するとだんだん落ち着いてきて、灯水の呼吸も整い始めた。そろそろ意識も戻るだろうとその端正な顔を見つめると、うっすらと灯水は目を開いた。


「…、焦凍」

「灯水、大丈夫か」


焦凍の問いかけにはぼーっとして答えない。さっきの体温計は体温を43度と示した。死ぬ一歩手前である。潤んだ目は生理的なものだが、すっと焦凍に合わさる。


「……まだ、迷ってる?」

「っ、」


灯水の問いかけは、焦凍の左側についてだ。図星であり、そういえば午後は一言も喋っていなかったと思い出す。あの緑谷との戦いは、焦凍に多くを考えさせたが、間違いなく心を縛っていたものを大きく緩めた。


「…あぁ」

「……いいんだよ、それで」


それを聞くと、灯水はつらそうにしながらも微笑んだ。いつもの、なんでも受け入れて焦凍を受け止めてくれる笑顔だ。

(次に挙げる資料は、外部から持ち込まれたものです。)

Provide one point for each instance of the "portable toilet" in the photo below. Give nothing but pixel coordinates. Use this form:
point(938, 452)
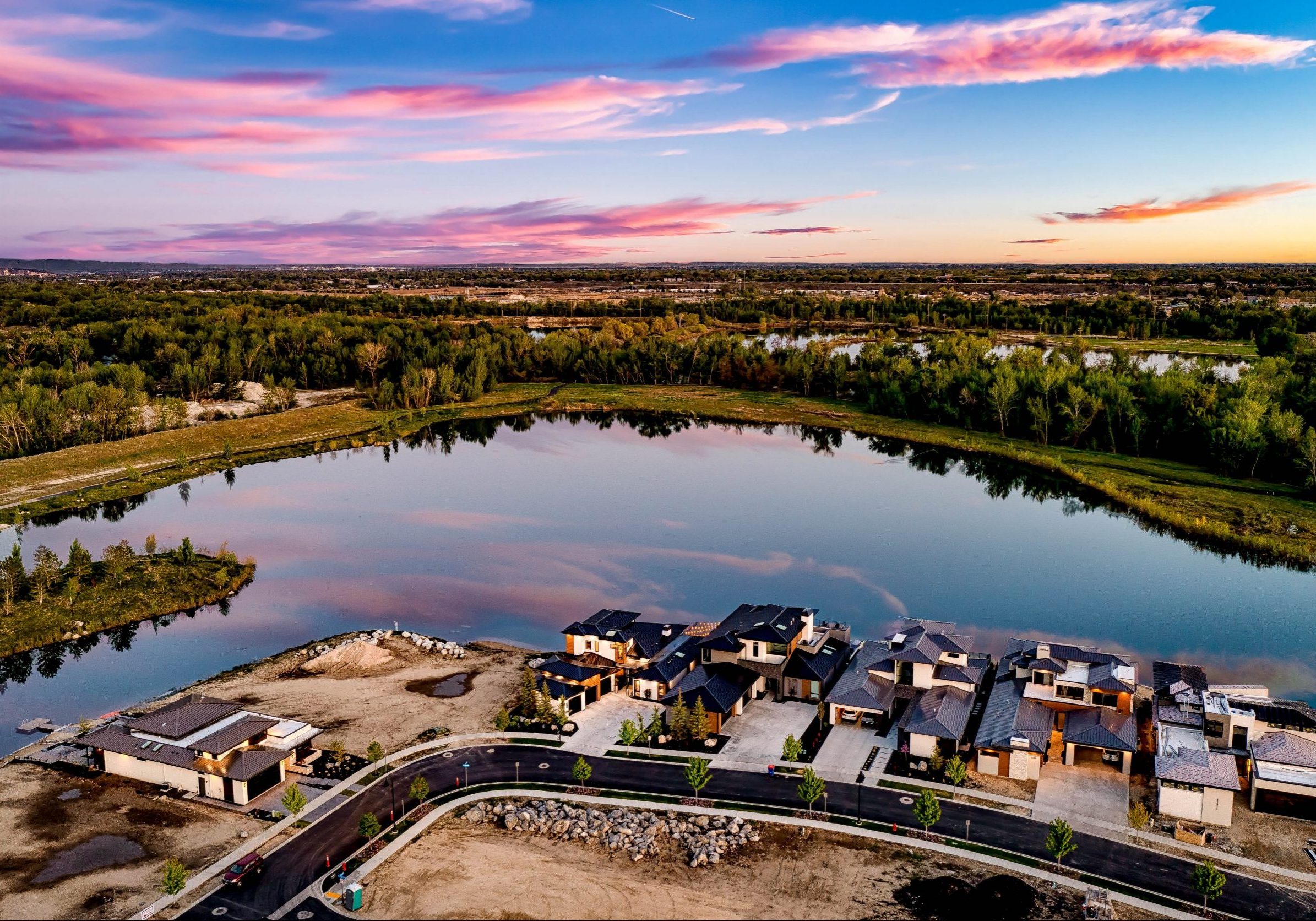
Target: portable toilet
point(352, 898)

「それも、大事なことだから。…その迷いも、焦凍にとって、大切なんだよ…だから、答え出るのに、時間、かかっていいから。大事に、考えていいんだ…」

「灯水…」


実際、焦凍は少し逸っていたかもしれない。心が揺さぶられて、個性のことを考えなければならないと気付いた。だが、灯水はそれは急ぐことではないと言ってくれた。そういわれると安心できる。落ち着いて、じっくり考えられると思った。


「…ほら、俺、もう大丈夫だから。次に備えておいで」

「本当に大丈夫か?」

「それくらい、分かるよ自分でも。ほら」


灯水は笑って促す。そう言うならそうなのだろう。焦凍は手を離すと、控室へ行くために背を向ける。


「…ありがとな、灯水」

「こっちこそ…」


焦凍は返事を聞いて頷き返すと、保健室を後にした。扉が閉まった直後、呻きながら苦し気に生理的でない涙を流す灯水には、気づかないまま。